I watched the clock on the dresser. Burton and I had agreed to meet at six. At two in the morning I was still awake, listening to the old man's snores from the next room.

Now was the time. I slipped out of bed and crawled on my stomach across the floor to the chair where my father's pants were folded. My hand found his wallet in the back pocket, and I examined it in the moonlight. There were two bills—a five and a ten. It was ten more than I'd expected. I put the wallet back, crawled out of the room, and waited for the new day.

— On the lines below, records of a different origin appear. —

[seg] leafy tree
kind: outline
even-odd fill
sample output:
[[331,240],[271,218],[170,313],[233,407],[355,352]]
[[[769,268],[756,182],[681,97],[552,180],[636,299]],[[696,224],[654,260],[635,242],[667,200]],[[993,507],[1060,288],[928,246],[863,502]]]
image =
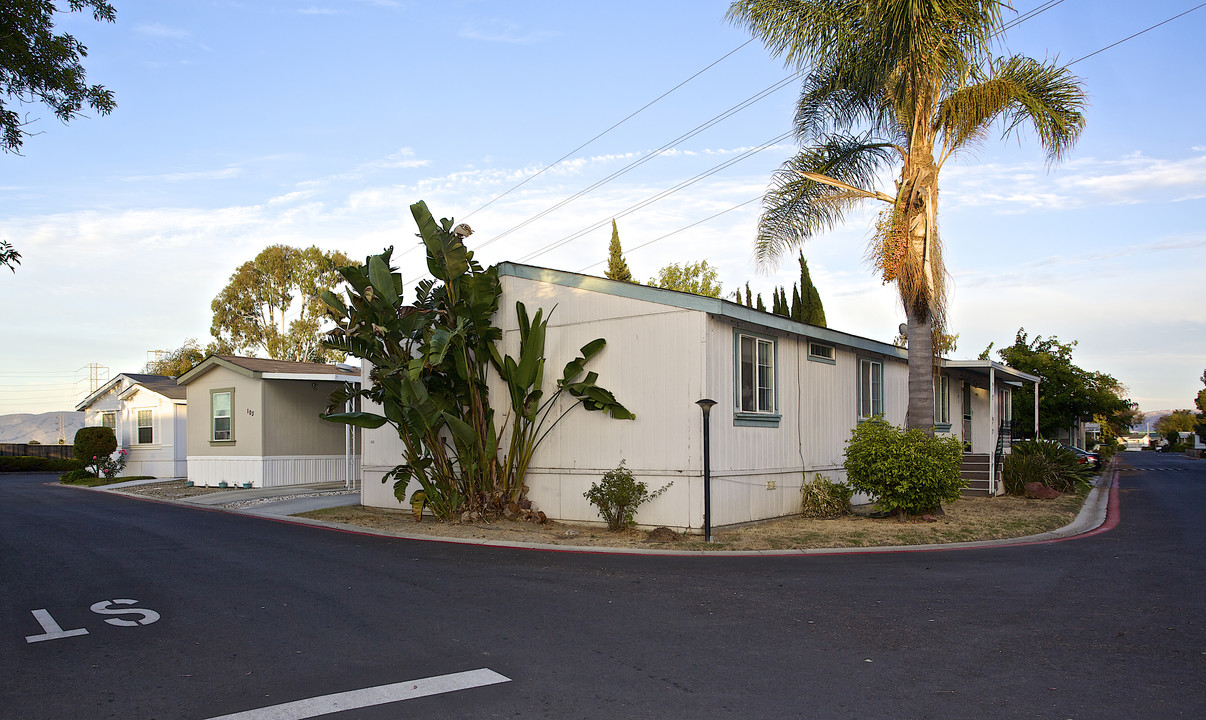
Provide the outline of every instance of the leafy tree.
[[[543,310],[529,317],[516,303],[519,357],[502,355],[497,346],[502,330],[493,323],[502,297],[497,267],[484,269],[473,259],[462,241],[469,234],[466,226],[453,228],[449,218],[437,222],[421,201],[410,211],[434,277],[418,283],[412,305],[404,305],[402,276],[390,267],[392,247],[363,265],[340,270],[347,280],[346,299],[322,292],[336,318],[324,345],[373,365],[371,384],[336,391],[332,408],[361,397],[381,405],[384,415],[353,411],[324,417],[369,428],[388,423],[398,432],[404,462],[382,481],[396,480],[399,501],[416,480],[440,519],[462,510],[515,511],[525,499],[532,456],[569,410],[581,405],[616,420],[634,416],[596,382],[596,373],[586,371],[607,344],[602,338],[582,346],[581,356],[564,365],[555,388],[545,393],[549,321]],[[490,400],[491,370],[508,391],[500,426]]]
[[[908,318],[907,423],[933,432],[933,323],[946,318],[938,239],[938,175],[1001,121],[1005,135],[1034,128],[1047,159],[1061,159],[1082,128],[1081,82],[1054,63],[997,58],[999,0],[737,0],[728,18],[774,55],[807,72],[796,135],[807,146],[772,178],[756,253],[783,253],[843,222],[865,200],[886,205],[872,257],[895,282]],[[895,188],[877,188],[882,172]]]
[[610,280],[622,280],[624,282],[636,282],[628,270],[628,263],[624,259],[624,251],[620,248],[620,230],[611,221],[611,245],[608,247],[607,273],[604,277]]
[[[335,350],[320,345],[326,305],[320,293],[333,289],[350,265],[339,251],[323,252],[287,245],[265,247],[244,263],[210,306],[213,323],[211,345],[222,355],[264,353],[273,359],[332,362],[343,359]],[[289,320],[297,315],[295,320]]]
[[[1001,359],[1017,370],[1038,375],[1038,433],[1054,437],[1083,420],[1095,420],[1114,435],[1125,434],[1135,422],[1138,408],[1125,396],[1126,390],[1113,376],[1084,370],[1072,362],[1076,340],[1060,343],[1054,335],[1029,339],[1018,329],[1013,345],[997,351]],[[990,346],[991,347],[991,346]],[[988,359],[987,352],[980,357]],[[1013,391],[1015,408],[1034,408],[1034,387]]]
[[[1202,370],[1202,385],[1206,385],[1206,370]],[[1194,432],[1198,433],[1198,438],[1206,443],[1206,388],[1198,391],[1198,398],[1194,399],[1194,404],[1198,405],[1198,415],[1195,418],[1198,423],[1194,426]]]
[[30,122],[10,106],[42,104],[64,123],[84,106],[109,115],[116,103],[104,86],[84,82],[80,63],[88,48],[66,33],[54,34],[54,14],[92,8],[95,21],[113,22],[117,12],[105,0],[5,0],[0,4],[0,129],[5,152],[19,153]]
[[205,359],[205,350],[197,344],[197,338],[185,340],[180,347],[169,351],[147,363],[147,373],[151,375],[168,375],[180,377],[193,369],[193,365]]
[[100,478],[100,468],[109,456],[117,450],[117,435],[111,427],[82,427],[76,431],[71,453],[92,469],[94,478]]
[[677,289],[684,293],[719,298],[721,293],[720,275],[708,261],[697,263],[671,263],[657,271],[657,277],[649,281],[652,287]]
[[1157,420],[1153,429],[1165,437],[1169,433],[1192,433],[1194,432],[1194,412],[1193,410],[1173,410]]
[[17,252],[7,240],[0,240],[0,265],[4,265],[17,271],[17,265],[21,264],[21,253]]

Burton was waiting in front of the First National Bank. It was six o'clock and very cold. White clouds smothered the mountains, and the wind came from the north. It meant snow.

“We sure picked a great day,” Burton said.

He hadn't had much luck. There was nothing at all in his father's pockets, so he had been forced to steal seven dollars from under his grandma's mattress. “We got twenty-two bucks,” I said. “We'll make it easy.”

We were on the highway. Traffic was so scarce that it was fifteen minutes before we even saw a car. Then a milk truck passed. Burton's teeth chattered, and he said his feet were cold.

“We'll never make it to Phoenix, Jake. We won't get out of Boulder, even.”

It began to snow—light and fluffy at first. By six thirty it was roaring down as if the sky had caved in. A few more cars passed, none going our way. We weren't dressed for snow. We wore our red baseball sweaters with the white block B woven on the chest.

“Well, here we are,” Burton said. “Still in Boulder, Colorado. Let's go down to the school and sit in the furnace room. We'll never make Arizona in this blizzard.”

“So you're yellow,” I said.

“I ain't yellow.”

“Then what are you?”

“Just cold.”

We heard a truck coming. It was barely visible in the storm. I ran out and waved. The truck stopped. Two men were in the cab. They were driving to Fort Collins, twenty-five miles away.